[tdwg-content] IPNI versioned LSIDs for names [SEC=UNCLASSIFIED]
pmurray at anbg.gov.au
Fri Jan 7 01:32:10 CET 2011
On 06/01/2011, at 6:16 PM, Peter DeVries wrote:
> IPNI seemed to work. However, I was somewhat appalled to observe that
> they seem to change the revision identifier any time that they change
> any part of the metadata. That renders the LSID useless as a permanent
> GUID for the name and I believe is inconsistent with the design of LSIDs
> where the revision is only supposed to change if the underlying data
> itself (NOT metadata) changes.
> It is my understanding that this is exactly how LSID's are supposed to work and one reason I don't like them.
My understanding is that this is not the case, and I'd suggest that it is possible that the approach taken by this resolution service may be not entirely correct. The specification mandates "It is allowed to have an LSID representing [I'd have preferred 'identifying'] abstract entities or concepts. If an LSID represents real data, the LSID resolution service must resolve always the same set [I'd have preferred the word 'sequence'] of bytes representing the data".
To make sense of this, we must discuss the distinction between 'data' and 'metadata' in this context. This distinction is the same as the linked data "information resource"/"other resource" distinction and is old news for a lot of people here.
A linked data URI or an LSID may serve as the name of a real-world thing: a specimen, Fluffy the Tiger at London Zoo, the idea of 'Fabaceae' expressed in Mabberley's Plant Book Edn 3. In those cases, we cannot stuff the actual real-world thing down the fibre-optic pipe: it either won't fit (in the case of fluffy the tiger) or is rather too abstract (in the case of a taxonomic name).
However, we do have an enormous amount of information *about* the things identified by that LSID or URI, and we can serve it up as RDF. We might provide you with Fluffy's weight and age, we might provide you the name's parts, some accepted representations of it, and the id of its publication.
For things like this, there is no requirement that the result you get back be byte-for-byte identical. As Peter points out - that is actually a bit pointless.
On the other hand, we may have documents and media which most certainly can be stuffed down the pipe: pdfs, audio clips, what have you. These things are LSID "data", linked data "information resources". The requirement in the world of LSIDs is that the data must always be byte-for-byte identical, and that's where version numbers come into play.
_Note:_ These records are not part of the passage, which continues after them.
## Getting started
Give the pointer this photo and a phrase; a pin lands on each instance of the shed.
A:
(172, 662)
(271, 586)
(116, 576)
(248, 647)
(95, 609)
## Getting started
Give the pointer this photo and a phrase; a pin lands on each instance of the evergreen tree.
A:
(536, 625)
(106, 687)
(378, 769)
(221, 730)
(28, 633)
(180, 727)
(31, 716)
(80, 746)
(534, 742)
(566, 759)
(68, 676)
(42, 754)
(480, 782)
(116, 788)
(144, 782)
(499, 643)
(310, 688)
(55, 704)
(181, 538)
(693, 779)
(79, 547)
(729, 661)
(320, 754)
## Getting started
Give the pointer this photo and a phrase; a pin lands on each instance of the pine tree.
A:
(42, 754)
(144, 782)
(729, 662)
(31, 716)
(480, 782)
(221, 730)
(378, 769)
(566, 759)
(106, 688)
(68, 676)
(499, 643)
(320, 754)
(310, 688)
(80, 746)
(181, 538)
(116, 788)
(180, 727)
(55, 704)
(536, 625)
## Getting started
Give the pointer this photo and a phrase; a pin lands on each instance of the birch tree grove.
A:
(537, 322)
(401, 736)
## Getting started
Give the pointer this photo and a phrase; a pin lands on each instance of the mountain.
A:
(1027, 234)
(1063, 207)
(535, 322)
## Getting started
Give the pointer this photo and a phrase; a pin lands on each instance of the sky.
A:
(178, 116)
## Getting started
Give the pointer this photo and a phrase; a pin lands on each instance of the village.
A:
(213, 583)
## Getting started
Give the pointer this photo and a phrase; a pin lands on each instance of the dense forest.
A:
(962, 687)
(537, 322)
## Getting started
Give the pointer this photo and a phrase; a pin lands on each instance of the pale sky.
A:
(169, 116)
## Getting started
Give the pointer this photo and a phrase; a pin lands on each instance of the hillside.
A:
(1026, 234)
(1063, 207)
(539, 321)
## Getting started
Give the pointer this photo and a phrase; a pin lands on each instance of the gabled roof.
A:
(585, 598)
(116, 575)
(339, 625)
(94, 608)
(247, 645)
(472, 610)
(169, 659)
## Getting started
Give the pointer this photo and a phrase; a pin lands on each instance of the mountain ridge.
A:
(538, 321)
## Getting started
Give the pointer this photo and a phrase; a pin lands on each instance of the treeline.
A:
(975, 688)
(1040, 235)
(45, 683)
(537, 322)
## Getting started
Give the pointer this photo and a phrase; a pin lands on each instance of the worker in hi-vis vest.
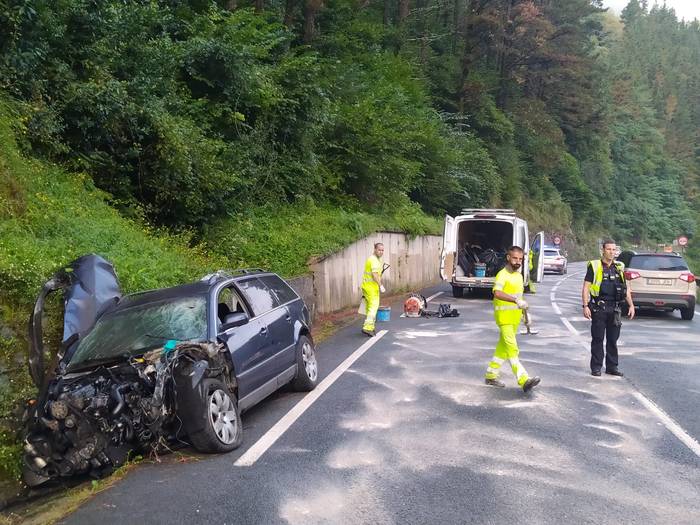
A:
(508, 304)
(372, 287)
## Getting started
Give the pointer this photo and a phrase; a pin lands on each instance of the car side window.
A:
(260, 298)
(282, 290)
(228, 302)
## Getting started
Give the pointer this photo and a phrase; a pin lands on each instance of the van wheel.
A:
(307, 366)
(222, 429)
(687, 313)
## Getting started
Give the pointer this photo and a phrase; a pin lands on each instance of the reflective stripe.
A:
(597, 266)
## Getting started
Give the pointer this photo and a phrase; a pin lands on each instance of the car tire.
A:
(687, 314)
(307, 366)
(222, 428)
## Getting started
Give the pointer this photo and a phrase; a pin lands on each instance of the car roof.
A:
(201, 287)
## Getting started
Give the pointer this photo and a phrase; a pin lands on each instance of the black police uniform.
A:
(606, 318)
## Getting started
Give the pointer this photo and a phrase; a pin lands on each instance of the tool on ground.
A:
(528, 324)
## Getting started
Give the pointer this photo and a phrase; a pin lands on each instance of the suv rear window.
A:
(658, 263)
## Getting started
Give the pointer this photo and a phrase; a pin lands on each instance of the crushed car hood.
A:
(90, 286)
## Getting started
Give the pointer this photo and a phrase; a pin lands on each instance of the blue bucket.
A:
(384, 313)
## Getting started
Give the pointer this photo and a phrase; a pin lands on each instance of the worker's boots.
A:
(531, 383)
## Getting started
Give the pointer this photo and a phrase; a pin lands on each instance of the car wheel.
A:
(307, 366)
(222, 429)
(687, 313)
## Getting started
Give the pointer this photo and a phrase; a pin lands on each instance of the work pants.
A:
(370, 292)
(604, 326)
(507, 349)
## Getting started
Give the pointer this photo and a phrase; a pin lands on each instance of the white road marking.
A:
(271, 436)
(433, 297)
(670, 424)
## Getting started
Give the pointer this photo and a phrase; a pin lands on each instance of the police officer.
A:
(604, 291)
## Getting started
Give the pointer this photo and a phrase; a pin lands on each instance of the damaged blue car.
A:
(140, 371)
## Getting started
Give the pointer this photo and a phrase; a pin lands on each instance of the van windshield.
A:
(658, 263)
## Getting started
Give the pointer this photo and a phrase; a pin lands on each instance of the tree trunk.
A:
(404, 9)
(311, 9)
(289, 7)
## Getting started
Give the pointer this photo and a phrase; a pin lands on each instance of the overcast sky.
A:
(687, 9)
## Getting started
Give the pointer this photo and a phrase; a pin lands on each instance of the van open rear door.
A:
(449, 249)
(537, 253)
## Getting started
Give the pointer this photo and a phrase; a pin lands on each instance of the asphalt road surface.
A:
(409, 433)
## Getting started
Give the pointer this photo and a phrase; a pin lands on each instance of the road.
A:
(409, 433)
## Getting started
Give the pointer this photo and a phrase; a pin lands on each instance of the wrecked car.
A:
(137, 372)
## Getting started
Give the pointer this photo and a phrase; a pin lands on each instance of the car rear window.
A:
(282, 290)
(259, 296)
(658, 263)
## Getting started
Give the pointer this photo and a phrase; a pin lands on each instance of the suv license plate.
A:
(663, 282)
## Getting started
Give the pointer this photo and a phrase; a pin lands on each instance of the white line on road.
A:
(432, 297)
(268, 439)
(670, 424)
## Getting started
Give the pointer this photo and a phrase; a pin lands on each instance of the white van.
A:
(474, 246)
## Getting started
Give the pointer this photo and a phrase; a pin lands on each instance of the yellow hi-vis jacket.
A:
(511, 283)
(597, 266)
(373, 264)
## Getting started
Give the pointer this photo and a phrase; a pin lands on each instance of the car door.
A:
(246, 343)
(288, 300)
(275, 324)
(449, 248)
(537, 250)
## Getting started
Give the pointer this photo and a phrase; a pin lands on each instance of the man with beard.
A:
(508, 306)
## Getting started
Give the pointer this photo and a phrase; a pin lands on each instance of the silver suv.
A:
(661, 281)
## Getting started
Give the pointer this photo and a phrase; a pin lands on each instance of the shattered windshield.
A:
(134, 330)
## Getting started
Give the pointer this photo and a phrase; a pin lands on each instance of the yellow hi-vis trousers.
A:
(370, 291)
(507, 349)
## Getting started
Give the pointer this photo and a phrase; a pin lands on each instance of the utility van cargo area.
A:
(475, 244)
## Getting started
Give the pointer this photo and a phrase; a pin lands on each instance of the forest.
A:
(237, 133)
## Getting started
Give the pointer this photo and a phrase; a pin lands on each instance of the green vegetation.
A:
(178, 137)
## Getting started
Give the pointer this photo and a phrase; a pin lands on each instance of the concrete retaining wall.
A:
(415, 263)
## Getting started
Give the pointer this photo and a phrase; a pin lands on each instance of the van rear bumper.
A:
(663, 301)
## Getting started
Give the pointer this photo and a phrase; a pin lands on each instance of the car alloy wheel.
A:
(222, 416)
(309, 357)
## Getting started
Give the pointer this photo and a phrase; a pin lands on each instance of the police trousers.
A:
(604, 327)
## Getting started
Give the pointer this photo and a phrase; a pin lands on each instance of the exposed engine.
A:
(89, 422)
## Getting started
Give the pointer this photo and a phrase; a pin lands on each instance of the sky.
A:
(687, 9)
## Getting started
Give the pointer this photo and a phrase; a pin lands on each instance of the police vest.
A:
(597, 266)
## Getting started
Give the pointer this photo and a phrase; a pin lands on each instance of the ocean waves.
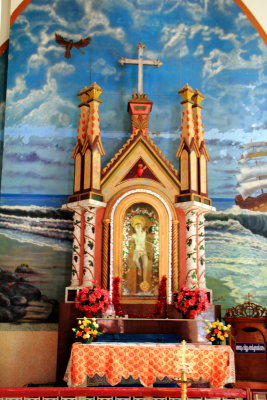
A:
(236, 255)
(53, 227)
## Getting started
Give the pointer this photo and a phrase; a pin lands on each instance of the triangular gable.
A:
(192, 146)
(158, 172)
(92, 145)
(77, 148)
(151, 147)
(203, 150)
(140, 170)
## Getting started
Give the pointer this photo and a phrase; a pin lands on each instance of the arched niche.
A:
(140, 266)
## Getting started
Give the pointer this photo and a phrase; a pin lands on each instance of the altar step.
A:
(114, 393)
(138, 338)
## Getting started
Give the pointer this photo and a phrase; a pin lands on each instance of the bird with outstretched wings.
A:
(69, 44)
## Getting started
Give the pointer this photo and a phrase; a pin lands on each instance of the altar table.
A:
(149, 361)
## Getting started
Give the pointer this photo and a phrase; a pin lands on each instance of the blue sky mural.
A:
(209, 44)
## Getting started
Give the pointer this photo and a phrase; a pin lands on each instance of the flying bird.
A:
(69, 44)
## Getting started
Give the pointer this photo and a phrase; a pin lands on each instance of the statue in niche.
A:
(140, 274)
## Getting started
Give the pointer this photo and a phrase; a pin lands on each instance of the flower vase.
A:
(87, 341)
(89, 314)
(188, 315)
(217, 342)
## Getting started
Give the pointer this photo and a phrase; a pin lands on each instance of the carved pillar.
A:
(195, 241)
(76, 255)
(201, 251)
(105, 253)
(175, 256)
(191, 246)
(89, 246)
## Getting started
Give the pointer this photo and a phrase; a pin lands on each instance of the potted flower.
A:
(87, 330)
(93, 300)
(191, 301)
(217, 332)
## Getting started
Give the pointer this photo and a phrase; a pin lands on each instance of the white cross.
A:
(140, 62)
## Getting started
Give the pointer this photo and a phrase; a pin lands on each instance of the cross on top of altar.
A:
(140, 62)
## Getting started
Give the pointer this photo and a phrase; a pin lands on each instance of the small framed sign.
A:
(248, 348)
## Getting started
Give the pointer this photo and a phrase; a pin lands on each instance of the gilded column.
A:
(89, 246)
(191, 247)
(201, 251)
(175, 256)
(105, 253)
(76, 249)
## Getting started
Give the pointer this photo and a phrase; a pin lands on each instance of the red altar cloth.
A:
(148, 361)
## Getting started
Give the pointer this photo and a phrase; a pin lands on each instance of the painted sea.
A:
(35, 231)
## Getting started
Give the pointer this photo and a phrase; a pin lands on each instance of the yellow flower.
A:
(86, 336)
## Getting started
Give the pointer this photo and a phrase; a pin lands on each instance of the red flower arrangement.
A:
(92, 300)
(160, 307)
(191, 301)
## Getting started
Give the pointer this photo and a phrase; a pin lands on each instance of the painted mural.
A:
(210, 45)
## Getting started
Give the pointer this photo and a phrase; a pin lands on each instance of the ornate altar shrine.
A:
(139, 218)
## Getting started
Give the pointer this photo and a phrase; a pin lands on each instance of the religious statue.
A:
(140, 272)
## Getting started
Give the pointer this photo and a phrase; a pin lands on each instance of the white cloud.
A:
(101, 66)
(39, 105)
(218, 60)
(199, 50)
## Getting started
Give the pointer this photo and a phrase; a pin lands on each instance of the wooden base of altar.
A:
(190, 330)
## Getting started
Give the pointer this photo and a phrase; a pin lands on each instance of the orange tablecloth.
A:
(148, 361)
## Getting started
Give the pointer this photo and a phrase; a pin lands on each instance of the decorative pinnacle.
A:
(94, 91)
(186, 93)
(83, 95)
(197, 98)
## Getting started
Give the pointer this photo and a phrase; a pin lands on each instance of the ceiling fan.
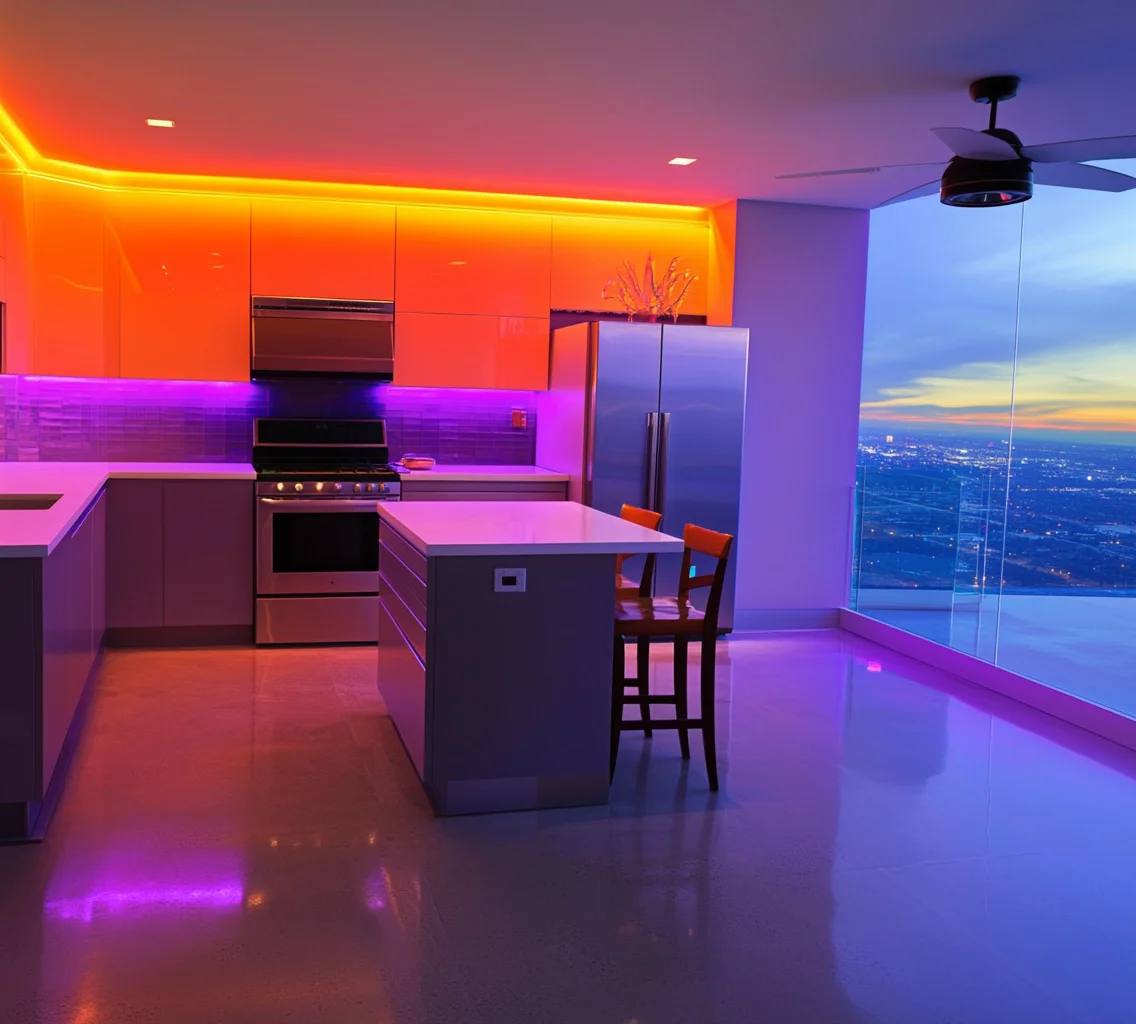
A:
(993, 168)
The point of confusion is that the RDF metadata is also "stuff that can be put down the pipe" - you could understand it as data rather than metadata if you chose. The crucial point is that urn:lsid:zoo.uk:individual:Fluffy is not the name of some particular chunk of RDF, it is the name of Fluffy over in that cage there. It's obvious in the case of Fluffy, less obvious in the case of "Australhypopus flagellifer Fain & Friend, 1984", but the distinction holds. A name, or a taxon, is not the same thing as a chunk of RDF describing it. The spec does not at all mandate that that that description - the metadata - be static.
The LSID version identifier seems to me a way of mitigating the "data must be static" problem, of handling it when people update an image or a pdf document that is named with an lsid. For example: the zoo might formally publish an infectious materials handling policy that gets updated from time to time, and wants to have an LSID referring not simply to "the policy", but to the particular PDF document whose publishing is an important act by the zoo. The version mechanism allows you to have a persistent lsid for "the current policy" or perhaps "the collection of these important policy documents", while also allowing you to have a different LSID for the pdf document promulgated 1998. The first lsid has no data - it refers to an abstract thing - but its metadata will indicate what versioned LSID is the current one.
(Without using LSID version numbers, another solution for this is to make use of namespaces: zoo.documentseries and zoo.pfds, for instance. The point of lsid version numbers is that you can see a relationship between the pfd and the series it is part of by looking at the lsid itself. http URIs can be structured as deeply as you like and the problem does not arise.)
This might be a sensible way for IPNI to have its cake and eat it too if the goal of versioning is to keep all of the old versions available. But if the version business at the IPNI resolution service is simply - I hesitate to suggest it - a misunderstanding of the spec, then perhaps it ought to be fixed.